Criminal insanity in Norway post 22 July: Controversies and legal reforms

Location
Hugh Aston 2.31
Date(s)
09/10/2019 (13:00-14:00)
Contact
sue.phillips@dmu.ac.uk
Description
law courts thumb

This lecture will explain and critically discuss the Norwegian regulation of criminal insanity. Professor Linda Gröning will pay specific attention to the legal reform that has taken place in the aftermath of Anders Behring Breivik’s killing of 77 people in Oslo and on Utøya in Norway on 22 July 2011.

Norwegian criminal law uses a ‘medical model’ for the definition of criminal insanity. Under the current section 20 first paragraph, letter b. of the Penal Code, a defendant who is psychotic at the time of the offence is absolved from criminal responsibility. This provision essentially equates criminal insanity with being psy­chotic, and does not operate with any criteria requiring causality, or any other additional (psychological) criteria as is the case in many countries.

After the 22 July case, this regulation of criminal insanity was subject to critique. It was argued that the definition of insanity in terms of psychosis gives an erroneous delimita­tion of who should be absolved from criminal responsibility and that it provides forensic experts with too much power. A law commission (where Professor Gröning was a member) was appointed by the government to consider the need for legal reforms.
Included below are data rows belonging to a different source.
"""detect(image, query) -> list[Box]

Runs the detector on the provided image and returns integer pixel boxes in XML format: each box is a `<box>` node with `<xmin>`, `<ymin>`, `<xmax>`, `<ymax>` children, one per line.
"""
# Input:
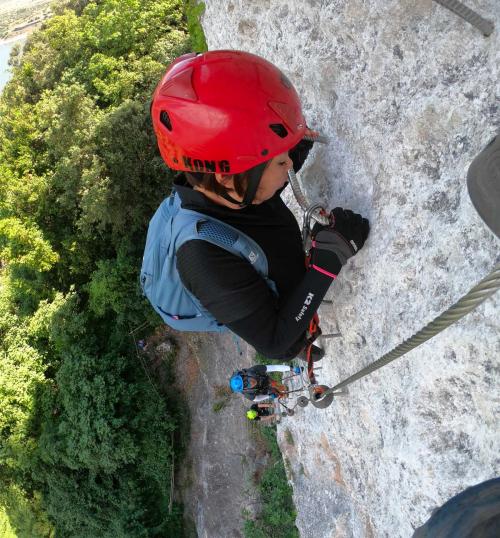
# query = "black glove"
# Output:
<box><xmin>311</xmin><ymin>207</ymin><xmax>370</xmax><ymax>278</ymax></box>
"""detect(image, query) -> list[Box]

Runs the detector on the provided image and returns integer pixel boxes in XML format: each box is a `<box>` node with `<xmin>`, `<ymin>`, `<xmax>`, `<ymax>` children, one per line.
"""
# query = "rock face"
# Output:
<box><xmin>175</xmin><ymin>333</ymin><xmax>260</xmax><ymax>538</ymax></box>
<box><xmin>202</xmin><ymin>0</ymin><xmax>500</xmax><ymax>538</ymax></box>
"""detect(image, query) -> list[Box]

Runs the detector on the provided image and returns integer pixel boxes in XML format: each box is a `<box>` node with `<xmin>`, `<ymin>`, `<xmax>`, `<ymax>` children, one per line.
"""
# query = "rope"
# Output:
<box><xmin>434</xmin><ymin>0</ymin><xmax>495</xmax><ymax>36</ymax></box>
<box><xmin>323</xmin><ymin>263</ymin><xmax>500</xmax><ymax>397</ymax></box>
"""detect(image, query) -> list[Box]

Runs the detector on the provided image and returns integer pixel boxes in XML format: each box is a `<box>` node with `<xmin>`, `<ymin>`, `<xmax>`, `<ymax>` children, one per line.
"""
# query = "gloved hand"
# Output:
<box><xmin>311</xmin><ymin>207</ymin><xmax>370</xmax><ymax>278</ymax></box>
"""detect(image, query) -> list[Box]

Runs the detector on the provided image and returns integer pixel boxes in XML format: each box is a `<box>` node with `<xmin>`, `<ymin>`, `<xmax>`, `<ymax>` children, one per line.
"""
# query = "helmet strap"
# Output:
<box><xmin>240</xmin><ymin>161</ymin><xmax>268</xmax><ymax>207</ymax></box>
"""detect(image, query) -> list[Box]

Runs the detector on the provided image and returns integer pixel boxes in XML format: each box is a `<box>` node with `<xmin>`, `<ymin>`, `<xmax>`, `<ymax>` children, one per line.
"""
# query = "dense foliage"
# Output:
<box><xmin>0</xmin><ymin>0</ymin><xmax>197</xmax><ymax>538</ymax></box>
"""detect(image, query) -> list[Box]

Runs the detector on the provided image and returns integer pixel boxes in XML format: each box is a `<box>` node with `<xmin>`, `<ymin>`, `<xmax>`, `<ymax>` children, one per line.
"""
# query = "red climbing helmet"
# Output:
<box><xmin>151</xmin><ymin>50</ymin><xmax>306</xmax><ymax>175</ymax></box>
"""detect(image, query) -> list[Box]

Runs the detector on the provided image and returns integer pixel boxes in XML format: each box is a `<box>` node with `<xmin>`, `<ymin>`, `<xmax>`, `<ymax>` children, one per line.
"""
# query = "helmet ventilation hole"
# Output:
<box><xmin>160</xmin><ymin>110</ymin><xmax>172</xmax><ymax>131</ymax></box>
<box><xmin>269</xmin><ymin>123</ymin><xmax>288</xmax><ymax>138</ymax></box>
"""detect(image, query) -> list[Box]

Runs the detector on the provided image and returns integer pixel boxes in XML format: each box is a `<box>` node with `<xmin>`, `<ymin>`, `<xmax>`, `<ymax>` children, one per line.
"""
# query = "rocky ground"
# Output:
<box><xmin>170</xmin><ymin>326</ymin><xmax>267</xmax><ymax>538</ymax></box>
<box><xmin>177</xmin><ymin>0</ymin><xmax>500</xmax><ymax>538</ymax></box>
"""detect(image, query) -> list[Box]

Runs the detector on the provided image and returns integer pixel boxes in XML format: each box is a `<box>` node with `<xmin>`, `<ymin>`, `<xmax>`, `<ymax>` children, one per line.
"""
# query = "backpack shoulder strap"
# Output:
<box><xmin>172</xmin><ymin>194</ymin><xmax>275</xmax><ymax>282</ymax></box>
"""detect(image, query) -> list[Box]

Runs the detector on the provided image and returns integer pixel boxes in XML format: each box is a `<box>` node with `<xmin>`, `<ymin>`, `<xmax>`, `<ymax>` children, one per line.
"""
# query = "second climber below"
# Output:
<box><xmin>146</xmin><ymin>51</ymin><xmax>369</xmax><ymax>360</ymax></box>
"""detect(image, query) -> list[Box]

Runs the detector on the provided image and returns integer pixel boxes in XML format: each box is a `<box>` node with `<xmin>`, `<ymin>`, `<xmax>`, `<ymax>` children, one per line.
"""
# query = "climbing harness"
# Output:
<box><xmin>434</xmin><ymin>0</ymin><xmax>495</xmax><ymax>37</ymax></box>
<box><xmin>289</xmin><ymin>135</ymin><xmax>500</xmax><ymax>408</ymax></box>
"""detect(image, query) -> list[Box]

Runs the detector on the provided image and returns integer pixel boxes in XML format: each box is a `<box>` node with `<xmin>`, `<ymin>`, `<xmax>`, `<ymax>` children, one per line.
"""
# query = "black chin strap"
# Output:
<box><xmin>240</xmin><ymin>161</ymin><xmax>267</xmax><ymax>207</ymax></box>
<box><xmin>190</xmin><ymin>161</ymin><xmax>268</xmax><ymax>208</ymax></box>
<box><xmin>219</xmin><ymin>161</ymin><xmax>267</xmax><ymax>208</ymax></box>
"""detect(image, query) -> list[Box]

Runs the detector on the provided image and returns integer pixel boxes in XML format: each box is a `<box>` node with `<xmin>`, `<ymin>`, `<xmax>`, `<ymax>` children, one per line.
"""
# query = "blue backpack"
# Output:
<box><xmin>141</xmin><ymin>192</ymin><xmax>276</xmax><ymax>332</ymax></box>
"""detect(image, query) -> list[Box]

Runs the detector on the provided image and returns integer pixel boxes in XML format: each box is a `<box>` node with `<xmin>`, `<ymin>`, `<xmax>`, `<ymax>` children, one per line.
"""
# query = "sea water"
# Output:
<box><xmin>0</xmin><ymin>35</ymin><xmax>26</xmax><ymax>92</ymax></box>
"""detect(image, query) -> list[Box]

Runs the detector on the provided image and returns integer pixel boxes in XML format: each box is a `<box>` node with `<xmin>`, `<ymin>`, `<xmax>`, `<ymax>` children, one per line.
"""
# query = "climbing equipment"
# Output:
<box><xmin>140</xmin><ymin>188</ymin><xmax>276</xmax><ymax>332</ymax></box>
<box><xmin>151</xmin><ymin>50</ymin><xmax>306</xmax><ymax>206</ymax></box>
<box><xmin>290</xmin><ymin>135</ymin><xmax>500</xmax><ymax>408</ymax></box>
<box><xmin>434</xmin><ymin>0</ymin><xmax>495</xmax><ymax>37</ymax></box>
<box><xmin>229</xmin><ymin>374</ymin><xmax>245</xmax><ymax>392</ymax></box>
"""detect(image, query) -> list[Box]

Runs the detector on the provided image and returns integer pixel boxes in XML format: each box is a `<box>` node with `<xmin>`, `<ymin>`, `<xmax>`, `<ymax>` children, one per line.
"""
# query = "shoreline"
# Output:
<box><xmin>0</xmin><ymin>29</ymin><xmax>31</xmax><ymax>45</ymax></box>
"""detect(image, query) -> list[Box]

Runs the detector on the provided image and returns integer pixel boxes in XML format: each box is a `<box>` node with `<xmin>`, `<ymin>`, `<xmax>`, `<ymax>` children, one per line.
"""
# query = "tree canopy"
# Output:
<box><xmin>0</xmin><ymin>0</ymin><xmax>196</xmax><ymax>538</ymax></box>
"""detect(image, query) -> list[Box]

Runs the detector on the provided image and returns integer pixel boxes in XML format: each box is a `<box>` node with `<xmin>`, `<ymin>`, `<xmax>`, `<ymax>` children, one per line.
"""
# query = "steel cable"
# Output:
<box><xmin>322</xmin><ymin>263</ymin><xmax>500</xmax><ymax>399</ymax></box>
After a long legislative process, full of conflicting views and controversies, new rules have now been enacted that remove the psychosis criterion (but does not entirely abolish the medical model) and opens the doors for a greater degree of judicial discretion.
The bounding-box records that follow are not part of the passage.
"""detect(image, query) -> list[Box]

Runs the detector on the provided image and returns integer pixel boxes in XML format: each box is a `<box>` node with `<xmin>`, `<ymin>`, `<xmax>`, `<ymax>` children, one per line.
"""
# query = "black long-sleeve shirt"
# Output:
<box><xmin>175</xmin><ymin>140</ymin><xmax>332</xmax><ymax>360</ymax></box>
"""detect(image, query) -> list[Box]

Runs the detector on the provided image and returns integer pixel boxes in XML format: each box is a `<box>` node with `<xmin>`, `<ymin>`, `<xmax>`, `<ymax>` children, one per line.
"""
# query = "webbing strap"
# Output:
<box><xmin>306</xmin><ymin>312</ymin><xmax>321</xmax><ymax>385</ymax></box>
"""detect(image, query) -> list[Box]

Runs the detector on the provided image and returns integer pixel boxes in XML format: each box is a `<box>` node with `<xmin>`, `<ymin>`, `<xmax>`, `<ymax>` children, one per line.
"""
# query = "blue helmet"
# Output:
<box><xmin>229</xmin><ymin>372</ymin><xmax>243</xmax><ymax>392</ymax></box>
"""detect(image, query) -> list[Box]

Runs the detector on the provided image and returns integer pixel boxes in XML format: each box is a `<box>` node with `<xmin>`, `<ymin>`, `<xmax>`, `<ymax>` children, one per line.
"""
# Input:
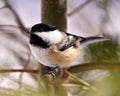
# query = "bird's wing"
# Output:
<box><xmin>59</xmin><ymin>33</ymin><xmax>80</xmax><ymax>51</ymax></box>
<box><xmin>59</xmin><ymin>33</ymin><xmax>109</xmax><ymax>51</ymax></box>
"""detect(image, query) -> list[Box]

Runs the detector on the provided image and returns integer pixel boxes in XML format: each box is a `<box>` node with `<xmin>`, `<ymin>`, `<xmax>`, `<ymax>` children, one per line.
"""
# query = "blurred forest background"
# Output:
<box><xmin>0</xmin><ymin>0</ymin><xmax>120</xmax><ymax>96</ymax></box>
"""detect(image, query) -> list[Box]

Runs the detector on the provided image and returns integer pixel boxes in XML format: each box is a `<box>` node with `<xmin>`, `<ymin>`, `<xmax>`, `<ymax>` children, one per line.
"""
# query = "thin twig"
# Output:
<box><xmin>68</xmin><ymin>62</ymin><xmax>120</xmax><ymax>73</ymax></box>
<box><xmin>67</xmin><ymin>0</ymin><xmax>95</xmax><ymax>16</ymax></box>
<box><xmin>5</xmin><ymin>0</ymin><xmax>29</xmax><ymax>36</ymax></box>
<box><xmin>0</xmin><ymin>63</ymin><xmax>120</xmax><ymax>74</ymax></box>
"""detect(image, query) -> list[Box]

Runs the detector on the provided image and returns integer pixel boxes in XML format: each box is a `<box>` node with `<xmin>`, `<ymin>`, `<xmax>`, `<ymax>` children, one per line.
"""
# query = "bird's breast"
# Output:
<box><xmin>48</xmin><ymin>46</ymin><xmax>80</xmax><ymax>67</ymax></box>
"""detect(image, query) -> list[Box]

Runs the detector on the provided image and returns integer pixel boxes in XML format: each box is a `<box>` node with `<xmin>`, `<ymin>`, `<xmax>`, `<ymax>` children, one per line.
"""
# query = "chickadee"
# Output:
<box><xmin>30</xmin><ymin>23</ymin><xmax>109</xmax><ymax>75</ymax></box>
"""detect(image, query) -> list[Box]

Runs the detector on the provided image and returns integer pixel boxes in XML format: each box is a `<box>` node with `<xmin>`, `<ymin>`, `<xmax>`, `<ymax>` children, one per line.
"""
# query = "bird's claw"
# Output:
<box><xmin>41</xmin><ymin>66</ymin><xmax>59</xmax><ymax>80</ymax></box>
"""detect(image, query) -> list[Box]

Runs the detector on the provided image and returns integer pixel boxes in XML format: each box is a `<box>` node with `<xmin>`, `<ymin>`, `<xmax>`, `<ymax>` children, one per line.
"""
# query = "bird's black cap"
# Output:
<box><xmin>31</xmin><ymin>23</ymin><xmax>57</xmax><ymax>33</ymax></box>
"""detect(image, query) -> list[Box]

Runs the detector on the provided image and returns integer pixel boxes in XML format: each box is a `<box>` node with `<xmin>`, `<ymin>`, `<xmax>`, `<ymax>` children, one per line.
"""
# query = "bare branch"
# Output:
<box><xmin>3</xmin><ymin>0</ymin><xmax>28</xmax><ymax>36</ymax></box>
<box><xmin>0</xmin><ymin>62</ymin><xmax>120</xmax><ymax>74</ymax></box>
<box><xmin>67</xmin><ymin>0</ymin><xmax>95</xmax><ymax>16</ymax></box>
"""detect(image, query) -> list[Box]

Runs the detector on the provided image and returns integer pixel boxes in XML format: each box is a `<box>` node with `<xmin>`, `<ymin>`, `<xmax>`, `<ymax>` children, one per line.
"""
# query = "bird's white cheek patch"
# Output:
<box><xmin>35</xmin><ymin>30</ymin><xmax>64</xmax><ymax>44</ymax></box>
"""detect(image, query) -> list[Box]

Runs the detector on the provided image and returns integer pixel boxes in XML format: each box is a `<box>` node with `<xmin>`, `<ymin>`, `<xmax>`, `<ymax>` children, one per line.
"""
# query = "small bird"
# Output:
<box><xmin>29</xmin><ymin>23</ymin><xmax>108</xmax><ymax>76</ymax></box>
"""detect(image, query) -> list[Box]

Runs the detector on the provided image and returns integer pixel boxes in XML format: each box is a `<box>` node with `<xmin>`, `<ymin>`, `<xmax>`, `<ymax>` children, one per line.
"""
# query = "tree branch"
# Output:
<box><xmin>67</xmin><ymin>0</ymin><xmax>95</xmax><ymax>16</ymax></box>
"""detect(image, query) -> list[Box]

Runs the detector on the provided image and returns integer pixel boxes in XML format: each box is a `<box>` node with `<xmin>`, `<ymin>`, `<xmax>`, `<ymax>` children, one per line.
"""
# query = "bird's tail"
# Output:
<box><xmin>80</xmin><ymin>36</ymin><xmax>110</xmax><ymax>45</ymax></box>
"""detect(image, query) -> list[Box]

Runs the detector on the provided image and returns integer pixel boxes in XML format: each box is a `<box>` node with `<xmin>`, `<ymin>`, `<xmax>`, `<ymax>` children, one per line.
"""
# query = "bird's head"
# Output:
<box><xmin>30</xmin><ymin>23</ymin><xmax>63</xmax><ymax>45</ymax></box>
<box><xmin>31</xmin><ymin>23</ymin><xmax>57</xmax><ymax>33</ymax></box>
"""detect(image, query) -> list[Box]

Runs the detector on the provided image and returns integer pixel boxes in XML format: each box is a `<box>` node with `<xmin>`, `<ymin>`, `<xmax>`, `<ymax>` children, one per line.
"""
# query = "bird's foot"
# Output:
<box><xmin>41</xmin><ymin>66</ymin><xmax>59</xmax><ymax>80</ymax></box>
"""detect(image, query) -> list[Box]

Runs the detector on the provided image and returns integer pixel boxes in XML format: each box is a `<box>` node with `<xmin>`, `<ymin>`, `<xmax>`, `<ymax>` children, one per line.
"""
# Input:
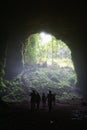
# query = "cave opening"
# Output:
<box><xmin>19</xmin><ymin>32</ymin><xmax>77</xmax><ymax>99</ymax></box>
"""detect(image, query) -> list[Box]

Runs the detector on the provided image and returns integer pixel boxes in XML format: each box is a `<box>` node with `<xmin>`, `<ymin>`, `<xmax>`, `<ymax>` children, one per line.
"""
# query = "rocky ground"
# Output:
<box><xmin>0</xmin><ymin>102</ymin><xmax>87</xmax><ymax>130</ymax></box>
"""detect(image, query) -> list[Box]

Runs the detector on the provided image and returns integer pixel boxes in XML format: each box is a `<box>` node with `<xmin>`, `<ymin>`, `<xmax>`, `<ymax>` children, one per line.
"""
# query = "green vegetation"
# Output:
<box><xmin>0</xmin><ymin>33</ymin><xmax>77</xmax><ymax>102</ymax></box>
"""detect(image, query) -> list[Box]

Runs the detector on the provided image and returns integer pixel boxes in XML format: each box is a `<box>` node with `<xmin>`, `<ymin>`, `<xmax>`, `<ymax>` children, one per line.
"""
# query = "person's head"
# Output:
<box><xmin>49</xmin><ymin>90</ymin><xmax>51</xmax><ymax>93</ymax></box>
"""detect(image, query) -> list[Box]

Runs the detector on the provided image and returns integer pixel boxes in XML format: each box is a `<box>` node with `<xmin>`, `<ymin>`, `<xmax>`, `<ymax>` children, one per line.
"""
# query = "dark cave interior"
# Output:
<box><xmin>0</xmin><ymin>0</ymin><xmax>87</xmax><ymax>130</ymax></box>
In this Leicester De Montfort Law School lecture, Professor Gröning will provide an explanation of the medical model in Norwegian law, including its operationalization in legal and forensic practice, its background and the justifications for tying psychosis to criminal insanity. The lecture will also discuss the legal reform process, and provide some critical reflections on the new criminal insanity rules that this process has now resulted in.

Linda Gröning is a Professor at the Faculty of Law, University of Bergen, and a Senior Researcher at the Competence Centre for forensic psychiatry, Haukeland Hospital in Bergen, Norway. 

The event will be chaired by Professor Ronnie Mackay.